Again, you don’t need a magnifying glass to see the absolute mess my life was in 2019 (upper part). Chaos that still reigns, albeit with less intensity, during the first half of 2020 (lower part). During the last days of July and the whole of August, I went to the park every hour. One cannot underestimate how often a puppy needs to pee, trust me on this one. But really mind blowing is the pattern that emerges after that, starting in September and continuing throughout the last part of the year. There are three bands, each one precisely when I walk my dog: around breakfast time, lunch, and dinner.

More than a well balanced-life, a dog means operations are planned to the last minute of a 24-hour day.

There is good news coming in 2021

My only regret is that I do not have a precise tracking of my sleeping time. There is some kind of recording on the iPhone but it doesn’t seem to be extremely reliable. That’s a shame as one of my highlights of 2020 was the book why we sleep by Matthew Walker and I took advantage of the time at home to improve my sleep as well. I clearly feel healthier and more productive but cannot show a side-by-side comparison with my sleep pattern. However, I can tell from the heatmaps that toward 2020, my evenings become quieter and quieter as I started reserving this time for more sleep.

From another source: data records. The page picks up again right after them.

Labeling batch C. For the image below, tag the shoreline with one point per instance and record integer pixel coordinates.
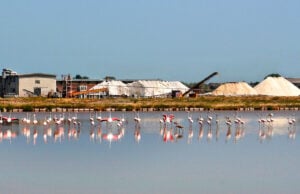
(202, 103)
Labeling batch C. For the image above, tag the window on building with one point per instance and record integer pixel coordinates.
(82, 88)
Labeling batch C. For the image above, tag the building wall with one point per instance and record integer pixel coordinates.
(67, 87)
(36, 85)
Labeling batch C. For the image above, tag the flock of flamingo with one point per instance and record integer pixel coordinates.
(113, 128)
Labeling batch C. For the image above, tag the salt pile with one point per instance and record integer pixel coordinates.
(277, 86)
(234, 89)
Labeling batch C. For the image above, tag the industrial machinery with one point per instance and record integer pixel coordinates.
(73, 94)
(200, 83)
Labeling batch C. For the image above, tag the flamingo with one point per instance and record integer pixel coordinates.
(34, 119)
(137, 118)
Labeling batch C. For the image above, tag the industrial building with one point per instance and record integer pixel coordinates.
(25, 85)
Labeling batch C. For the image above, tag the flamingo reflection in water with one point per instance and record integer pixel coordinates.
(178, 134)
(292, 128)
(59, 133)
(228, 124)
(8, 134)
(137, 133)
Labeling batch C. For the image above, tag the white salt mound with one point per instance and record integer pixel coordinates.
(235, 89)
(277, 86)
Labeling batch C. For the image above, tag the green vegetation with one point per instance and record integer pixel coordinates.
(129, 104)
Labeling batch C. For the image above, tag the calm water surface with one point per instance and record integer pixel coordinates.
(143, 158)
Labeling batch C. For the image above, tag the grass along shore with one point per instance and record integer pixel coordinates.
(129, 104)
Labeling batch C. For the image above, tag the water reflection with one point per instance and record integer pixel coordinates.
(226, 126)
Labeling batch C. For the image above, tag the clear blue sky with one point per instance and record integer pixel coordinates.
(168, 39)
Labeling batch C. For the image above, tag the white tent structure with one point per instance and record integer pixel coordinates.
(146, 88)
(114, 87)
(235, 89)
(277, 86)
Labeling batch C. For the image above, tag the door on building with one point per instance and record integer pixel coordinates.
(37, 91)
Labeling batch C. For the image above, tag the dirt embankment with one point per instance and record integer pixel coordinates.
(203, 103)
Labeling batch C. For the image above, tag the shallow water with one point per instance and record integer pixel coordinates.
(77, 160)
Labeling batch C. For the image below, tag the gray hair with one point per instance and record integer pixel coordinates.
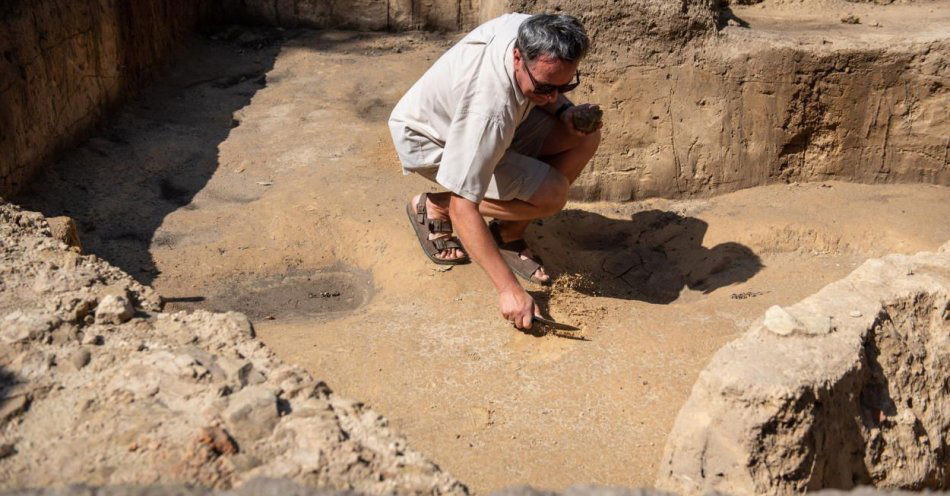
(552, 35)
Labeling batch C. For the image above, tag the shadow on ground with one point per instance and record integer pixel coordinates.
(652, 257)
(158, 152)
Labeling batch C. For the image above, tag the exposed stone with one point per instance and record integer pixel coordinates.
(113, 309)
(12, 407)
(790, 406)
(64, 229)
(252, 413)
(27, 325)
(80, 358)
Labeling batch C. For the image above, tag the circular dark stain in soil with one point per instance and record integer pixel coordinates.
(326, 293)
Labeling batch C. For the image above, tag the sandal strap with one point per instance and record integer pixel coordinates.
(438, 226)
(443, 244)
(421, 209)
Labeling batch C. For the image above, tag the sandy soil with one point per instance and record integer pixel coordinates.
(262, 179)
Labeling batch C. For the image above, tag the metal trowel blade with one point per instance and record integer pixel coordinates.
(555, 325)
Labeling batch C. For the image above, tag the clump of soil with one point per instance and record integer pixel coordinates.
(587, 117)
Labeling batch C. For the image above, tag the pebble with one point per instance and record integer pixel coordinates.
(114, 309)
(7, 450)
(80, 358)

I always find reasons to be hopeful. On the Covid front, the vaccination campaigns started and about mid-year, should reach the scale where they’ll have a global impact. Although restrictions and social distancing won’t disappear it will help to live a life much closer to normal than it is now. On a more personal note, I realize that the dog and me managed to fight the sedentary way of life working from home implies and we finished the year pretty strong. Overall, there is a total of 2.96 million steps visualized on the heatmaps which represent quite an achievement. What now? Well onward. 2021, here I am!